5. Straßenbaumpflanzungen
Im 19. Jahrhundert wurden in Rosenthal, Pankow und Karow die ersten Dorfanger mit Bäumen bepflanzt. Um 1920 begrünte man in Pankow nach und nach die Hauptstraßen, so etwa die Danziger Straße, die Grellstraße und die Platanenstraße. Ende der 1940er Jahre wurde in Ostberlin mit der Beseitigung der Kriegsschäden in den Grünanlagen und Parks und entlang der Straßen begonnen. 1980 schließlich propagierte man, in jede Straße des dichtbesiedelten Bezirks Prenzlauer Berg etwas Grün zu bringen. In drei Jahren sollten ca. 7.000 Bäume gepflanzt werden. Die Pflanzungen dauerten bis 1992 an.

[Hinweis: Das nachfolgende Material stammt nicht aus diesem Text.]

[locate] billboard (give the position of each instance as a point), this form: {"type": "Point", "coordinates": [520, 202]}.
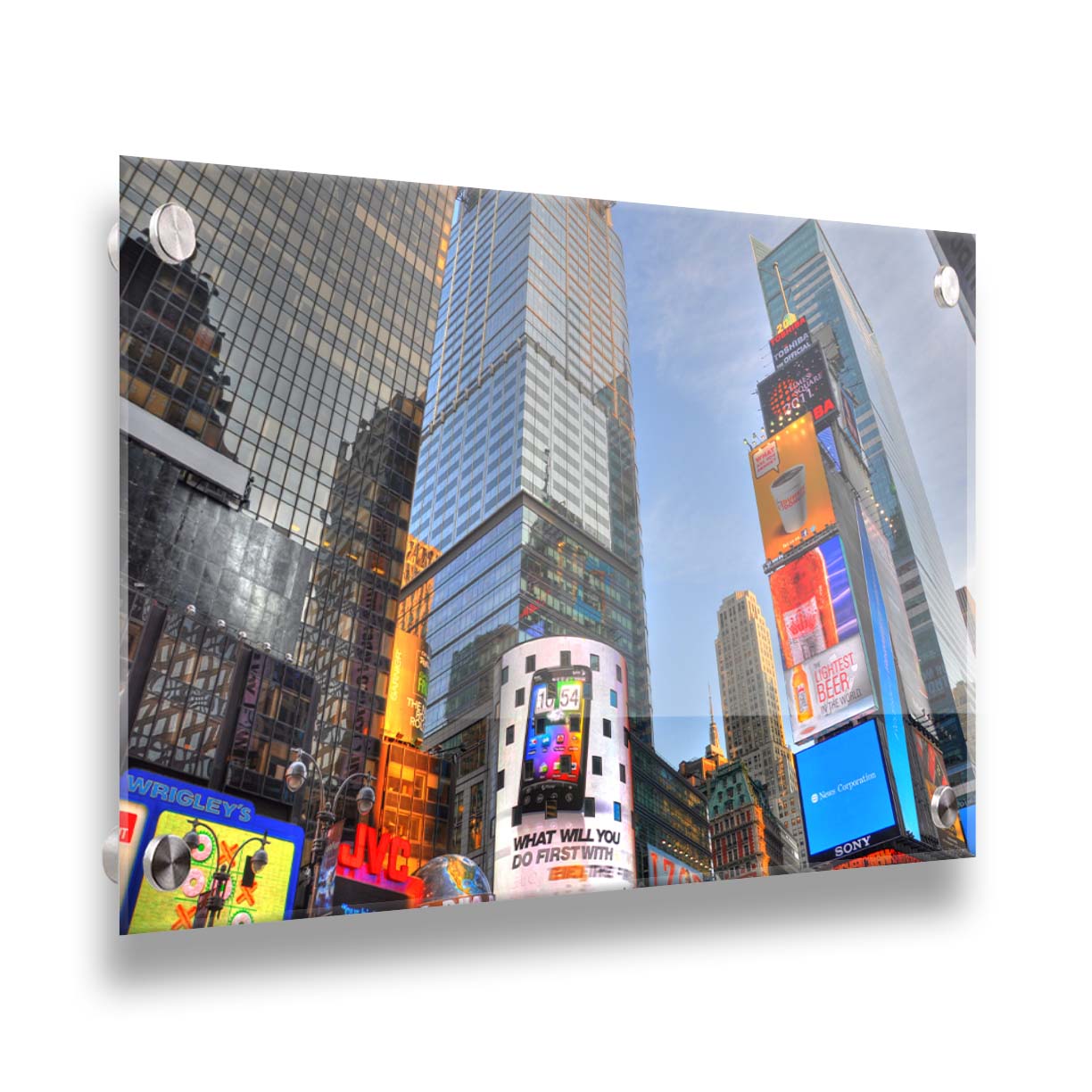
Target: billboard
{"type": "Point", "coordinates": [813, 603]}
{"type": "Point", "coordinates": [372, 871]}
{"type": "Point", "coordinates": [790, 487]}
{"type": "Point", "coordinates": [565, 809]}
{"type": "Point", "coordinates": [829, 689]}
{"type": "Point", "coordinates": [845, 794]}
{"type": "Point", "coordinates": [408, 689]}
{"type": "Point", "coordinates": [666, 869]}
{"type": "Point", "coordinates": [802, 386]}
{"type": "Point", "coordinates": [226, 823]}
{"type": "Point", "coordinates": [788, 344]}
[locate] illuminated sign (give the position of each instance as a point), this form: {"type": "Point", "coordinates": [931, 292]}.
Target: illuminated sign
{"type": "Point", "coordinates": [845, 794]}
{"type": "Point", "coordinates": [813, 603]}
{"type": "Point", "coordinates": [664, 869]}
{"type": "Point", "coordinates": [408, 689]}
{"type": "Point", "coordinates": [379, 858]}
{"type": "Point", "coordinates": [226, 823]}
{"type": "Point", "coordinates": [565, 818]}
{"type": "Point", "coordinates": [790, 343]}
{"type": "Point", "coordinates": [790, 487]}
{"type": "Point", "coordinates": [829, 689]}
{"type": "Point", "coordinates": [879, 858]}
{"type": "Point", "coordinates": [798, 388]}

Ab dem Jahr 2000 erfolgten Nachpflanzungen mit der Sorte Prunus padus, da unter den bisherigen Zierkirschen Pilzbefall, Bruch an der Veredelungsstelle oder Wurzelaustrieb aufgetreten waren.
2012 initiierte der Berliner Senat eine „Stadtbaumkampagne“, die auch 2024 weitergeführt wird. Dabei sollen private Aktivitäten für Neupflanzungen und zur Baumpflege gebündelt und gefällte Straßenbäume in Zusammenarbeit mit den Gartenämtern ersetzt werden. Aufgerufen sind alle Berlinerinnen und Berliner, durch private Spenden zur Stadtbegrünung beizutragen.
„Lebensbäume –Lebensräume“
Baumpflanzaktion des gleichnamigen Vereins
„Zu fällen einen schönen Baum, brauchst eine Viertelstunde kaum.
Zu wachsen, bis man ihn bewundert, braucht er, bedenkt es, ein Jahrhundert.“
Eugen Roth (1895–1976)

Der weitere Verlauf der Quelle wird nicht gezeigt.